Vers 21H10 GMT (23H10 à Paris), l'euro perdait 0,01% face au billet vert, à 1,1673 dollar, après quatre séances de baisse d'affilée.

"Beaucoup de la force du dollar relève en fait de la faiblesse de l'euro", a asséné Boris Schlossberg de BK Asset Management, soulignant que la devise européenne pâtissait "de la résurgence du Covid-19 dans la zone euro (...) avec la crainte d'un second confinement".

"Le dollar est fort pour de mauvaises raisons", a-t-il résumé.
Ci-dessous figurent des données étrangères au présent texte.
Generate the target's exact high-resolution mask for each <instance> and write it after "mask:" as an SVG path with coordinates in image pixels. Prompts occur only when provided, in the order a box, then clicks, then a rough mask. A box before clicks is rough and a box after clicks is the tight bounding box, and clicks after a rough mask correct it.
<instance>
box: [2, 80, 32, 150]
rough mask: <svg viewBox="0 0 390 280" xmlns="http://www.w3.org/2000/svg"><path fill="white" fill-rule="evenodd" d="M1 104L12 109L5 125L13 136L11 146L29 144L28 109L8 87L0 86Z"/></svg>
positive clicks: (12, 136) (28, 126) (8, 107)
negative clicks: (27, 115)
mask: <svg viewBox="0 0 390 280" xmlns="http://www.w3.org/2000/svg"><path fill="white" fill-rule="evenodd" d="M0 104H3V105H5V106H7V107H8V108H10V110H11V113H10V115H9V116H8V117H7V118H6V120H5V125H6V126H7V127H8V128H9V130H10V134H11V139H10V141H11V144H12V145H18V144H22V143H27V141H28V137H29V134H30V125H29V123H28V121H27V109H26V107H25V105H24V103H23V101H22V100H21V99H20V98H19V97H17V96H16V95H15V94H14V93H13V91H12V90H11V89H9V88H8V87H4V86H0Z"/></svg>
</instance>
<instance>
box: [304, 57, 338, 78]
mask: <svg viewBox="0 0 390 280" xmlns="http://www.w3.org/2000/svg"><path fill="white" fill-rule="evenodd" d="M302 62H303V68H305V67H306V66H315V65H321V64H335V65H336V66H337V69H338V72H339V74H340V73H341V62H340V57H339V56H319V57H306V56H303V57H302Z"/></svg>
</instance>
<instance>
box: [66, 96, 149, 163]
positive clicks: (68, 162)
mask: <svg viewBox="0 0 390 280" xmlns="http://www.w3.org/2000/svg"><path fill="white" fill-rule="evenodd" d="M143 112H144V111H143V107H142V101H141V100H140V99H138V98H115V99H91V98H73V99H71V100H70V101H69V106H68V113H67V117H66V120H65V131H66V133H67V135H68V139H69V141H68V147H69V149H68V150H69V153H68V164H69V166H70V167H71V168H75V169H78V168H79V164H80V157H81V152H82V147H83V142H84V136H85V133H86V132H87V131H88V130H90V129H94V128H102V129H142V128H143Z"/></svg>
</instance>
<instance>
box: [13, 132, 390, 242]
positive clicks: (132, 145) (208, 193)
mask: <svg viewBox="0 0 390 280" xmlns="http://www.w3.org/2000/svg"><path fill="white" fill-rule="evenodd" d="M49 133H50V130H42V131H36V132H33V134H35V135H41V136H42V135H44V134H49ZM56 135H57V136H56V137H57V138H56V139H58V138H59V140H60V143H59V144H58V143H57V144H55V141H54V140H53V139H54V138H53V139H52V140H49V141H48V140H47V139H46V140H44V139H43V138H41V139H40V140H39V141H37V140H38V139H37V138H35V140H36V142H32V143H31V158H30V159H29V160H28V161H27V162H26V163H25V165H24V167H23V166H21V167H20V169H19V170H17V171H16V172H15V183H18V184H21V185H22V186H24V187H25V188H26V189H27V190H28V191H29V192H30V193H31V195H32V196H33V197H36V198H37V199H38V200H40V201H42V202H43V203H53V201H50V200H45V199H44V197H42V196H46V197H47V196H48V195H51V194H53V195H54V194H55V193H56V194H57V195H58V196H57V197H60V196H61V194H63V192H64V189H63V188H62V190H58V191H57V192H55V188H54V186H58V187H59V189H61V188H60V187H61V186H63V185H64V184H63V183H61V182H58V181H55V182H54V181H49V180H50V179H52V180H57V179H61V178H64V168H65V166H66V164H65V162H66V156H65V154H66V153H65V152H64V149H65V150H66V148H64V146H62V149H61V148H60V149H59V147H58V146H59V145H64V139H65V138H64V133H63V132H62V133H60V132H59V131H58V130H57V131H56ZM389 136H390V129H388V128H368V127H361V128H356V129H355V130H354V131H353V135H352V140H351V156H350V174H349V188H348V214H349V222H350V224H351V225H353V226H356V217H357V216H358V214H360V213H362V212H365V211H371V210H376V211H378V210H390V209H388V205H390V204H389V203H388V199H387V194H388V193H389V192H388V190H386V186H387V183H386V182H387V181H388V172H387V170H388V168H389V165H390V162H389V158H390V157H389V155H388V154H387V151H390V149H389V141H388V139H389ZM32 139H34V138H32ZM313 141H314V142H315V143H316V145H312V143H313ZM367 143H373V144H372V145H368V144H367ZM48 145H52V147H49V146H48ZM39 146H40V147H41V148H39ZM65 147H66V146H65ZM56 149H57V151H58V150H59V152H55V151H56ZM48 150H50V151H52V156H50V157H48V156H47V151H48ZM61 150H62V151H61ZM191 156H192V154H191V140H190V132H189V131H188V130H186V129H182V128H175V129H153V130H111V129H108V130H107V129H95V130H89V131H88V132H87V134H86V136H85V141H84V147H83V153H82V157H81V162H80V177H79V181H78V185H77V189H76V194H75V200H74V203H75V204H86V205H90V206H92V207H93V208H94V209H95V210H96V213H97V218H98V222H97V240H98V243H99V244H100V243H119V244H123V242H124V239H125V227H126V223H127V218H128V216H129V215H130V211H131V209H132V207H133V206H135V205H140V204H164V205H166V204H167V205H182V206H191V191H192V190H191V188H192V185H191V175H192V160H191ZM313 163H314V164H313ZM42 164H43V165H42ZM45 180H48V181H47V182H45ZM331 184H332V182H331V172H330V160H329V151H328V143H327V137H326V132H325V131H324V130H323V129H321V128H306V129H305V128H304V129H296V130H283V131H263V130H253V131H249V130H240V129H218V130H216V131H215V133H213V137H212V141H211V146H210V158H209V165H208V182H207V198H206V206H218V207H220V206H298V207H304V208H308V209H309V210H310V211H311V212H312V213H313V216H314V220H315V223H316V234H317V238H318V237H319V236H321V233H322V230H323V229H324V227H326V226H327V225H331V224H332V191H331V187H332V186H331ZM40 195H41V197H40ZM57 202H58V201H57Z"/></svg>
"C'est un marché faussement calme qui anticipe des mouvements significatifs après les élections" américaines si le résultat n'est pas connu immédiatement, a encore affirmé l'analyste. "Ce que les devises détestent, c'est bien une vacance du pouvoir", a-t-il averti.

Même son de cloche chez Commerzbank où l'analyste Thu Lan Nguyen a estimé que "le principal facteur (de la hausse du billet vert) rest(ait) la peur d'une seconde vague de virus qui a déjà mené à la réintroduction de restrictions dans certains pays européens, qui risquent d'entraver la reprise économique".
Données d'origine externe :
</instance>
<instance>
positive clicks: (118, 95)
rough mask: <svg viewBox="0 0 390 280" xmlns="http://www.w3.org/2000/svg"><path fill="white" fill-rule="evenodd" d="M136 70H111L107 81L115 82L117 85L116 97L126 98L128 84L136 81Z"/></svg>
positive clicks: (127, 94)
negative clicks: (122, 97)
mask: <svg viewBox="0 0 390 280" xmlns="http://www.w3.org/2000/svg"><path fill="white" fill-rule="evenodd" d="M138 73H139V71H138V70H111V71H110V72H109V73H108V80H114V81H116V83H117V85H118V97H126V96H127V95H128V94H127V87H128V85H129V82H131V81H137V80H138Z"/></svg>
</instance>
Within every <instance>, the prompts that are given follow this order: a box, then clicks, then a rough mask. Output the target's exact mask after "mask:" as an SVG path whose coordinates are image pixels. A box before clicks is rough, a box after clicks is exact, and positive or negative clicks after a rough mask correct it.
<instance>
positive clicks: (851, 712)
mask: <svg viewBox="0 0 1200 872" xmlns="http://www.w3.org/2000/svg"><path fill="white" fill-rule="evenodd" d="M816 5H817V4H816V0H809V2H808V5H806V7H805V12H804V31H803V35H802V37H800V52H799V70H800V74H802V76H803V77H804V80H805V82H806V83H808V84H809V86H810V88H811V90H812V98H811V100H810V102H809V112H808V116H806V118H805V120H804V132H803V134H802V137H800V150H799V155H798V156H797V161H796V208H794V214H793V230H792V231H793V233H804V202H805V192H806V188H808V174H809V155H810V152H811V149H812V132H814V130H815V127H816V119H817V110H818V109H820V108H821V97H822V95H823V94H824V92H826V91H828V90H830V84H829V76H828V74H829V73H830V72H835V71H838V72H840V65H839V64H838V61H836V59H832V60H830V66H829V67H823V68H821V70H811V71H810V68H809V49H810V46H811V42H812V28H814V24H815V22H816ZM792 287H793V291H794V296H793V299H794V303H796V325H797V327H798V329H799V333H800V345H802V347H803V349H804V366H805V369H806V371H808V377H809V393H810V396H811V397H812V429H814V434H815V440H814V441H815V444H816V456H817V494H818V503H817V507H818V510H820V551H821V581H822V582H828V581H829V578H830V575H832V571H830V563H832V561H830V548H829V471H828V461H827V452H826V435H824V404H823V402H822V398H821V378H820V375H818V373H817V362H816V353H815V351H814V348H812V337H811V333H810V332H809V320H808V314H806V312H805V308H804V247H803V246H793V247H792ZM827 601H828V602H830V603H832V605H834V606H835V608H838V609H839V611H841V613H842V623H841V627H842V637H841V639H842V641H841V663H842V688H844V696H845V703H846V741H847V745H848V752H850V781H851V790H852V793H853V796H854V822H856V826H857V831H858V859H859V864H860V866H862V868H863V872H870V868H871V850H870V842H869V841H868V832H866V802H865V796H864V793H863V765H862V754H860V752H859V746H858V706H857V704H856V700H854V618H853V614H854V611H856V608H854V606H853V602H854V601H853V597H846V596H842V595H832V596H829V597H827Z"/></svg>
Le Royaume-Uni et la France ont annoncé ces derniers jours de nouvelles mesures pour restreindre la diffusion du coronavirus, notamment sur les heures d'ouverture des bars et restaurants. La ville allemande de Munich a également durci ses restrictions.

Selon Fiona Cincotta, pour City Index, l'attrait du dollar s'explique également par son statut de valeur refuge, qui lui permet de profiter de l'incertitude de la période.

Par ailleurs, les investisseurs ont pris connaissance jeudi du moral des entrepreneurs allemands.

Selon le baromètre IFO, celui-ci est monté à 93,4 points, soit légèrement plus que les 92,6 points du mois précédent.